The Rev. Rick Joyner is a famous evangelical leader who has called on Christians to arm themselves for an inevitable civil war against liberals, who he suggests are allies of the devil.
But this is the awkward part: His five children would be on the other side of that civil war, as he and his kids all acknowledge. Just as America is torn asunder by politics and polarization, so is the Joyner family. The Joyners love each other, are there for each other — and despair for each other.
“He talks about Democrats being evil, forgetting that all five of his kids vote Democratic,” said his eldest, Anna Jane Joyner, 36, a climate change activist and podcast host (her father has suggested that climate change is a Communist conspiracy). “Who is he asking his followers to take up arms against? Liberal activists? That’s me.”

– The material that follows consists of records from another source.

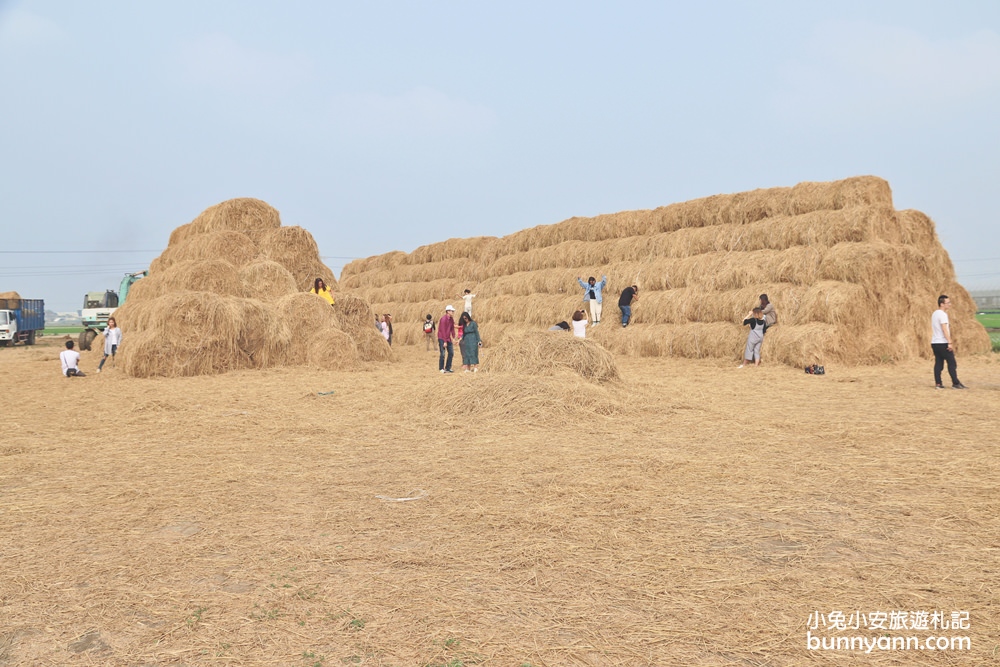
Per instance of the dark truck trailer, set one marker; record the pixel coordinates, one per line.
(21, 320)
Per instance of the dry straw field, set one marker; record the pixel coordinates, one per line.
(686, 513)
(851, 276)
(258, 480)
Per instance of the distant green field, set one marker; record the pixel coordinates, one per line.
(990, 319)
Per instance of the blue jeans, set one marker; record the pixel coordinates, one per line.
(451, 354)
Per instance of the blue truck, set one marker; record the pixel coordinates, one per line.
(21, 320)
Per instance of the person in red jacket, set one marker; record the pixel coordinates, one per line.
(446, 339)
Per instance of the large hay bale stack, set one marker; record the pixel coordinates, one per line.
(228, 294)
(853, 279)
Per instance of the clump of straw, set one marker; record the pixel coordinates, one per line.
(548, 352)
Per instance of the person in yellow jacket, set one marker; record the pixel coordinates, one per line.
(319, 287)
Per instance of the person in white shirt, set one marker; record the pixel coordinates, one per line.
(941, 343)
(112, 339)
(468, 301)
(70, 359)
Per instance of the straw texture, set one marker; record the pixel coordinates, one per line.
(228, 293)
(853, 280)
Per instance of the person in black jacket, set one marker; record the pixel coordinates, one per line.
(629, 294)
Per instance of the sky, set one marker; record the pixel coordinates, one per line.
(382, 126)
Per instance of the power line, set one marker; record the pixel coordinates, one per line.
(68, 252)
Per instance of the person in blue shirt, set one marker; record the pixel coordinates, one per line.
(592, 296)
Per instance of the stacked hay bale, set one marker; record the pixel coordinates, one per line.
(230, 292)
(10, 300)
(853, 279)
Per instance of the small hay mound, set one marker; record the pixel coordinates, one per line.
(528, 399)
(10, 300)
(548, 352)
(228, 294)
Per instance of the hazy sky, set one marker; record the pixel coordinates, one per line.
(387, 125)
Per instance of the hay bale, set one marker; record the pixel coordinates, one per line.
(252, 217)
(547, 352)
(266, 281)
(296, 250)
(332, 350)
(228, 293)
(234, 247)
(204, 275)
(530, 400)
(201, 333)
(838, 260)
(10, 300)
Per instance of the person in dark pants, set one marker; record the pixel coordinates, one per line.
(629, 294)
(944, 351)
(446, 340)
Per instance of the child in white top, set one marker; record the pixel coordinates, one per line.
(70, 359)
(468, 302)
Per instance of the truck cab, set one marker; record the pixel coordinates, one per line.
(97, 308)
(8, 325)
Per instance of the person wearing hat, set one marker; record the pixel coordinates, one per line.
(446, 339)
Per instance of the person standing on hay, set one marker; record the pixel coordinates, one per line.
(470, 343)
(386, 328)
(70, 359)
(767, 308)
(751, 353)
(468, 296)
(446, 339)
(429, 330)
(629, 294)
(592, 296)
(319, 288)
(944, 350)
(112, 339)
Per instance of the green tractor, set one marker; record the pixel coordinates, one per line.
(98, 307)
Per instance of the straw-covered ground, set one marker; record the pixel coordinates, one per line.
(687, 513)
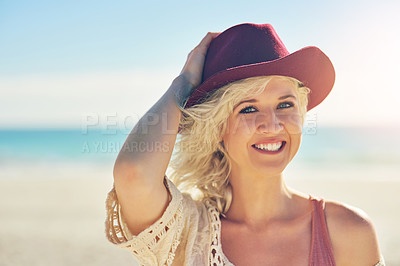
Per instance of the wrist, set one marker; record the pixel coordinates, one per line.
(182, 89)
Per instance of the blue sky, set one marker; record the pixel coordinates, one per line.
(64, 61)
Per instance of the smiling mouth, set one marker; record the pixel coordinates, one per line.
(270, 147)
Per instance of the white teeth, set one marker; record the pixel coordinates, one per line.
(270, 146)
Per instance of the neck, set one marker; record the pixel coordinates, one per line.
(258, 200)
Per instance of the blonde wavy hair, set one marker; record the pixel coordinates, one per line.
(200, 164)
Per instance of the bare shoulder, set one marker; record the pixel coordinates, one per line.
(352, 234)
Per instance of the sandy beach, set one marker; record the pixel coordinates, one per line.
(55, 215)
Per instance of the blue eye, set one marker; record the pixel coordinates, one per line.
(247, 110)
(285, 105)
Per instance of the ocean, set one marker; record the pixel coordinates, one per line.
(328, 147)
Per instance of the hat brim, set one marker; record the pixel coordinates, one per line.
(308, 65)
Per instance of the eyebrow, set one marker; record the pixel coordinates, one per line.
(255, 100)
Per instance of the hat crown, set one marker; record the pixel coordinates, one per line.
(243, 44)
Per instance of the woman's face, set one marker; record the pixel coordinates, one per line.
(264, 132)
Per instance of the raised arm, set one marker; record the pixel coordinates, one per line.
(143, 160)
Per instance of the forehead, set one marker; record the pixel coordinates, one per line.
(275, 89)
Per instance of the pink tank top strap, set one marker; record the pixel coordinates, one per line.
(321, 253)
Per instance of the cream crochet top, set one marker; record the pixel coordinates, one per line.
(188, 233)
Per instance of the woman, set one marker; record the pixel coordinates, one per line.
(239, 105)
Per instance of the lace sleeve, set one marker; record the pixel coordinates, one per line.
(155, 245)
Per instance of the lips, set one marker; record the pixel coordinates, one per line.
(270, 147)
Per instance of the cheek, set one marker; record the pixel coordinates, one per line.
(292, 123)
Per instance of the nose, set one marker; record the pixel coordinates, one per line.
(268, 123)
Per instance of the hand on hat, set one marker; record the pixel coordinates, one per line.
(193, 69)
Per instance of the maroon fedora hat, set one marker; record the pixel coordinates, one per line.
(250, 50)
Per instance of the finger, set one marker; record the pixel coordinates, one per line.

She worries that his far-right rhetoric may get people killed, so she feels a responsibility to challenge him. “I think it’s completely possible that some of my dad’s followers could pick up guns and cause violence because they think they’re defending the country,” she said.
Sam Joyner, 26, a ceramic artist and the youngest of the siblings, was also blunt about their father: “He’s causing harm in my view, and he’s being incredibly irresponsible.”
“I think what he does is morally wrong, but I love him,” added Ben Joyner, 28, a filmmaker. “I don’t want to hurt him, but when he’s spreading dangerous ideas, it gets complicated.”
I called Pastor Joyner to ask if his children frustrate him as much as he does them. “It’s about even,” he said dryly, and he seemed proud of them but pained that while he has won over vast throngs of strangers who see him as a modern prophet, he can’t persuade some of the people he cares most about. None of the children identify as evangelical, and all deplore his politics.
“One of my goals as a parent was to raise strong, independent children,” he said. “But I think I overshot the runway.”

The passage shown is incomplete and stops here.